Association of hypertension and antihypertensive treatment with COVID-19 mortality: a retrospective observational study.

AIMS: It remains unknown whether the treatment of hypertension influences the mortality of patients diagnosed with coronavirus disease 2019 (COVID-19). METHODS AND RESULTS: This is a retrospective observational study of all patients admitted with COVID-19 to Huo Shen Shan Hospital. The hospital was dedicated solely to the treatment of COVID-19 in Wuhan, China.

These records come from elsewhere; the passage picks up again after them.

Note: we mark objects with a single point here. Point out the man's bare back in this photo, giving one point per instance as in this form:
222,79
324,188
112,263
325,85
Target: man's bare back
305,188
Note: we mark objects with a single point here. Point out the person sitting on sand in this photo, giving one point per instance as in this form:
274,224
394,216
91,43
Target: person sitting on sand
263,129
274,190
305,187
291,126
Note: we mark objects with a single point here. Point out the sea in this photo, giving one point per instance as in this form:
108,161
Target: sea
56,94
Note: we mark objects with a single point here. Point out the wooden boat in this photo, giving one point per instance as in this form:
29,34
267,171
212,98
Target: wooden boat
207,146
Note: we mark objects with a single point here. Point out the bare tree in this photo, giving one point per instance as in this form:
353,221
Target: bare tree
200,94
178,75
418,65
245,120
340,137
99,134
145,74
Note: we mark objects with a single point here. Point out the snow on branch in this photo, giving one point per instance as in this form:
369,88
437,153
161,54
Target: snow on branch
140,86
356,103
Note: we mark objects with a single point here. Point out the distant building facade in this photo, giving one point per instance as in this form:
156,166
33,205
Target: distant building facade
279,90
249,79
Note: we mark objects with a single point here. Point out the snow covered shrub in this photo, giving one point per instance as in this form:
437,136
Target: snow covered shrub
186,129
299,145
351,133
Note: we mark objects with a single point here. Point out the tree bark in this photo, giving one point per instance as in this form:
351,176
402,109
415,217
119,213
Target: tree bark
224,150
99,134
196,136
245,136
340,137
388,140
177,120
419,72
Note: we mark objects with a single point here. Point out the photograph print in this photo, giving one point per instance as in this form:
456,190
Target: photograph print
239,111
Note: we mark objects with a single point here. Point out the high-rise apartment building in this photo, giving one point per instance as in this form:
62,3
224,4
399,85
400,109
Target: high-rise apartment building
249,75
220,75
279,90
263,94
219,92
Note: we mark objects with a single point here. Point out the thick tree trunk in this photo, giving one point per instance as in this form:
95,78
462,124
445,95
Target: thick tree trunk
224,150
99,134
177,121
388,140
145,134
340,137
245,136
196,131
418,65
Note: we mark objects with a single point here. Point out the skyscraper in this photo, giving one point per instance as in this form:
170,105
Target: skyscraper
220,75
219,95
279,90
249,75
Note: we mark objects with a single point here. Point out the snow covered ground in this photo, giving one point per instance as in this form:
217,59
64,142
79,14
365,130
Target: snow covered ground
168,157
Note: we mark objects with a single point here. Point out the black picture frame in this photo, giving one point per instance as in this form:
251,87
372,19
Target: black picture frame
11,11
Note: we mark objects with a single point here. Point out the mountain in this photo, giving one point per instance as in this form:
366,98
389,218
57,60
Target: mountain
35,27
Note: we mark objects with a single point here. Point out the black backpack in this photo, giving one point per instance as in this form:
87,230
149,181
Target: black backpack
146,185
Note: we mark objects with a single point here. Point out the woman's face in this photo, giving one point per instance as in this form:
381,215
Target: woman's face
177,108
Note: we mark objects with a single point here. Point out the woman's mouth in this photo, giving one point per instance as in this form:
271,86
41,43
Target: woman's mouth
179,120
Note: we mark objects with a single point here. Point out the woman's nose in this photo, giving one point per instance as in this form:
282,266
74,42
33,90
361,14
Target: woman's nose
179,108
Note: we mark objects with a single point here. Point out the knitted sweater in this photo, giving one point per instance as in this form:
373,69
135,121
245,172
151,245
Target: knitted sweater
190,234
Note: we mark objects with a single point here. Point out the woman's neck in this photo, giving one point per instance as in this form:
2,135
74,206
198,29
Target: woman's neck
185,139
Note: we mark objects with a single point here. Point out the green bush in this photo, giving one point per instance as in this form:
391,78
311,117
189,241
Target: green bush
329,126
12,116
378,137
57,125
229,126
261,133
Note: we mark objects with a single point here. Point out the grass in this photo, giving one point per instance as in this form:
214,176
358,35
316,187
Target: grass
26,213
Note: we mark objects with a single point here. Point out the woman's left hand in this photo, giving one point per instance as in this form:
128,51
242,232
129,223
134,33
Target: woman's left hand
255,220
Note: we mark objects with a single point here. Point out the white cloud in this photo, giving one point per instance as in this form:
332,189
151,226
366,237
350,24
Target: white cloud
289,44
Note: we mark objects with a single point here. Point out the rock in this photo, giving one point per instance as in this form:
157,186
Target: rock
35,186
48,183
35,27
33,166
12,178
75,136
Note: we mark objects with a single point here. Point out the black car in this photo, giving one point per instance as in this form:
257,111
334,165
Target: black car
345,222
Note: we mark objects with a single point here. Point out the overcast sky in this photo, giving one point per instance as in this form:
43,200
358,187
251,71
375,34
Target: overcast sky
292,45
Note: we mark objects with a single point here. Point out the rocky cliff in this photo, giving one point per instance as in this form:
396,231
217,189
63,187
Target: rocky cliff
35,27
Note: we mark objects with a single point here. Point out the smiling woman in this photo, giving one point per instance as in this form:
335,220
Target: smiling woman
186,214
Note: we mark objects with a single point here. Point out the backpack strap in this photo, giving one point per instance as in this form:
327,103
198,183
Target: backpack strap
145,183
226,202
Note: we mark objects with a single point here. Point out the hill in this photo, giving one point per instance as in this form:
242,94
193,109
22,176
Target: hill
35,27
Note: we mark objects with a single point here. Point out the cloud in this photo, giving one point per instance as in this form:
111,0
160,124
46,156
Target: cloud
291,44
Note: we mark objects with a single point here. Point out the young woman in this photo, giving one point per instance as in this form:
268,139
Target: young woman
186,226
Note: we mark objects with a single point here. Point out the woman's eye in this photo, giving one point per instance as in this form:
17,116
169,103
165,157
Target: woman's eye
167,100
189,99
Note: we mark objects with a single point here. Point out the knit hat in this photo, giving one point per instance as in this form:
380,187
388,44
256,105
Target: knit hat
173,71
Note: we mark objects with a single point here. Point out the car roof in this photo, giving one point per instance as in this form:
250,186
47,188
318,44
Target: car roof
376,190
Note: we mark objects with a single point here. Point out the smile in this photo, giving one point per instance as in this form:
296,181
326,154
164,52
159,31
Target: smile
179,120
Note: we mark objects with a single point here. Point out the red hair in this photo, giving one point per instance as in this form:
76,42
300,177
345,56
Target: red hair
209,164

Hypertension and the treatments were stratified according to the medical history or medications administrated prior to the infection. Among 2877 hospitalized patients, 29.5% (850/2877) had a history of hypertension. After adjustment for confounders, patients with hypertension had a two-fold increase in the relative risk of mortality as compared with patients without hypertension [4.0% vs. 1.1%, adjusted hazard ratio (HR) 2.12, 95% confidence interval (CI) 1.17-3.82, P = 0.013]. Patients with a history of hypertension but without antihypertensive treatment (n = 140) were associated with a significantly higher risk of mortality compared with those with antihypertensive treatments (n = 730) (7.9% vs. 3.2%, adjusted HR 2.17, 95% CI 1.03-4.57, P = 0.041). The mortality rates were similar between the renin-angiotensin-aldosterone system (RAAS) inhibitor (4/183) and non-RAAS inhibitor (19/527) cohorts (2.2% vs. 3.6%, adjusted HR 0.85, 95% CI 0.28-2.58, P = 0.774). However, in a study-level meta-analysis of four studies, the result showed that patients with RAAS inhibitor use tend to have a lower risk of mortality (relative risk 0.65, 95% CI 0.45-0.94, P = 0.20). CONCLUSION: While hypertension and the discontinuation of antihypertensive treatment are suspected to be related to increased risk of mortality, in this retrospective observational analysis, we did not detect any harm of RAAS inhibitors in patients infected with COVID-19. However, the results should be considered as exploratory and interpreted cautiously.